From the franchisor’s perspective, the Franchise Disclosure Document (“FDD”) and franchise agreement should specifically address the right to implement re-imaging, remodeling, and refurbishment requirements and should give the franchisor broad, explicit rights and controls over these matters, to avoid complications and impediments years later. From a practical standpoint, counsel should advise franchisor clients implementing such programs to consider issues such as these:
- Is the program consistent with the provisions of the franchise agreements across the system?
- Have the franchisees bought into the program from a business perspective – based, for example, on return on investment from prior programs involving company-owned outlets?
- Can accommodations be made to help franchisees with implementing the program, including, for example, financial incentives or financing?
If remodeling is anticipated without closure of the outlet during construction, there may be additional concerns. For example, clients should be counseled to consider and assess local health and safety issues and ordinances and to develop programs that minimize business interruption and customer inconvenience.

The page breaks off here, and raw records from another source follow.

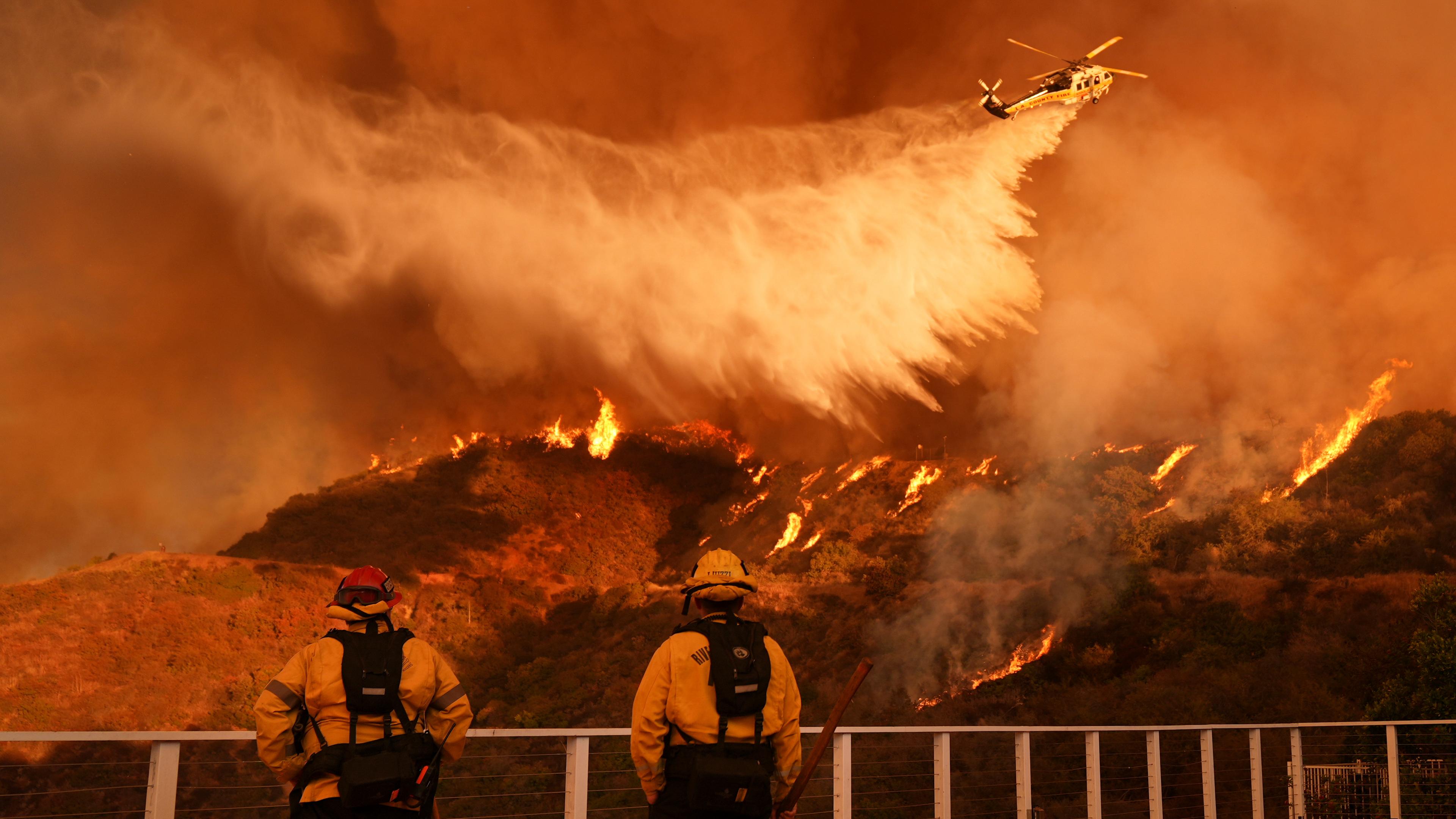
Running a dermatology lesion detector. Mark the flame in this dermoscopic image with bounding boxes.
[721,490,769,526]
[750,463,779,487]
[587,389,622,461]
[769,511,804,554]
[1280,358,1411,497]
[915,625,1057,711]
[450,433,485,459]
[538,389,623,452]
[890,466,941,517]
[536,418,581,450]
[1153,443,1198,488]
[1143,498,1178,520]
[965,455,1000,477]
[834,455,890,493]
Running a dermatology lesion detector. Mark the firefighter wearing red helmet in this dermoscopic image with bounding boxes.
[253,565,470,819]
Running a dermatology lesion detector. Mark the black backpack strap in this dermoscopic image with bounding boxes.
[662,719,703,748]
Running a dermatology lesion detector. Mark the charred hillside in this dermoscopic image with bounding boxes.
[8,413,1456,730]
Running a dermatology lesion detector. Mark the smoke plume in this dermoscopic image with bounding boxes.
[0,0,1456,586]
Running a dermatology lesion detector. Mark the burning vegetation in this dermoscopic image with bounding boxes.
[915,625,1057,711]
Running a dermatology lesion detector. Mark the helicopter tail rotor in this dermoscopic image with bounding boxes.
[976,80,1002,105]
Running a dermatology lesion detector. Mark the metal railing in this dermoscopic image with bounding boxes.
[8,720,1456,819]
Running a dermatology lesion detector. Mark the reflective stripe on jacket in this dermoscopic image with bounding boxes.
[253,622,470,807]
[632,615,802,799]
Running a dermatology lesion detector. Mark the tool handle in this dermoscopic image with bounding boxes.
[775,659,875,813]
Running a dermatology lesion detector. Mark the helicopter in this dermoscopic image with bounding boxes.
[977,36,1147,119]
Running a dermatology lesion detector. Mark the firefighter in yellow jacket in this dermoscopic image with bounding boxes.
[253,565,470,819]
[632,549,801,819]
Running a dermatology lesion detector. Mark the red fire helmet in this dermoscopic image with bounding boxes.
[333,565,402,608]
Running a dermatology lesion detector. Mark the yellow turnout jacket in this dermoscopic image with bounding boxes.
[253,608,470,807]
[632,615,802,800]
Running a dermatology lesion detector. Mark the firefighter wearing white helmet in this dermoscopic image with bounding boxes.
[632,549,801,819]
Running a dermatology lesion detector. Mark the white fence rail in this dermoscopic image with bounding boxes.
[0,720,1456,819]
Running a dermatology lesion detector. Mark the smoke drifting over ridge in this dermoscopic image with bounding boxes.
[0,0,1456,580]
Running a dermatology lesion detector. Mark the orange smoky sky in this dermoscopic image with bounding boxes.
[0,0,1456,574]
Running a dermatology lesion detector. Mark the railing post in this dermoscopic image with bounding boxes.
[565,736,591,819]
[834,731,855,819]
[1249,729,1264,819]
[1288,729,1305,819]
[935,731,951,819]
[1198,729,1219,819]
[147,739,182,819]
[1016,731,1031,819]
[1147,731,1163,819]
[1385,726,1401,819]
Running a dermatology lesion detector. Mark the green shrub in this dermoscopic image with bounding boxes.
[804,541,865,583]
[865,555,910,600]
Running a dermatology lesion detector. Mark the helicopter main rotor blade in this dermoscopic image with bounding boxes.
[1006,36,1076,66]
[1083,36,1123,60]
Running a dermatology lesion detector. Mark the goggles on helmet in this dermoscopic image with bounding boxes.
[333,586,384,606]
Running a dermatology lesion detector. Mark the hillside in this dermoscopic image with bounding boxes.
[0,413,1456,730]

Finally, franchise counsel should carefully assess whether the program to be implemented violates any state relationship laws. For example, does the re-imaging or refurbishment plan constitute an “unreasonable standard of performance” on the franchise under the New Jersey Franchise Practices Act? A careful assessment and analysis of each of these issues is imperative before implementing a re-imaging, remodeling, or refurbishment program.
Similar considerations apply when counseling franchisees about re-imaging, remodeling, or refurbishment programs. Counsel for prospective franchisees should consider whether limitations and modifications to the franchise agreement concerning re-imaging, remodeling, and refurbishment can be negotiated. When negotiating franchise agreements, counsel should consider issues such as:
- How often may such projects be required?
- Will there be any cap on the expenditure required?
- Will any creative means of funding (such as deferred royalty payments or reduction in advertising fund contributions) be offered to offset any of the expense?
Franchisee counsel whose clients are faced with re-imaging projects should also analyze whether the program being implemented is permitted under the terms of the client’s franchise agreement and whether it violates applicable state relationship laws. For example, if the project is contemplated for Minnesota franchisees, counsel should evaluate whether it runs afoul of the Minnesota Franchise Act, Rule 2860.4400(G), which prohibits a franchisor from imposing “any standard of conduct that is unreasonable” on a franchisee.
Re-imaging, remodeling, and refurbishment programs are becoming more and more common, and in a tough economy, they are likely to be more and more controversial and contentious. Franchise practitioners should work proactively to counsel and assist clients on issues that arise as they draft and review their FDDs, as they draft and negotiate franchise agreements, and as they prepare to implement such programs.